On 20/01/2024 12:14 am, Tomas Vondra wrote:
Looks like I was not true, even if it is not index-only scan but index
condition involves only index attributes, then heap is not accessed
until we find tuple satisfying search condition.
Inclusive index case described above
(https://commitfest.postgresql.org/46/4352/) is interesting but IMHO
exotic case. If keys are actually used in search, then why not to create
normal compound index instead?
Not sure I follow ...
Firstly, I'm not convinced the example addressed by that other patch is
that exotic. IMHO it's quite possible it's actually quite common, but
the users do no realize the possible gains.

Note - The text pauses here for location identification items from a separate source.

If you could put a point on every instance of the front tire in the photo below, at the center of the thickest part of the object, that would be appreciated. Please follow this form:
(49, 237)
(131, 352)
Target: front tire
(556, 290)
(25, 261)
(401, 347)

Also, there are reasons to not want very wide indexes - it has overhead
associated with maintenance, disk space, etc. I think it's perfectly
rational to design indexes in a way eliminates most heap fetches
necessary to evaluate conditions, but does not guarantee IOS (so the
last heap fetch is still needed).
We are comparing compound index (a,b) and covering (inclusive) index (a)
include (b)
This indexes have exactly the same width and size and almost the same
maintenance overhead.
First index has more expensive comparison function (involving two
columns) but I do not think that it can significantly affect
performance and maintenance cost. Also if selectivity of "a" is good
enough, then there is no need to compare "b"
Why we can prefer covering index to compound index? I see only two good
reasons:
1. Extra columns type do not have comparison function need for AM.
2. The extra columns are never used in query predicate.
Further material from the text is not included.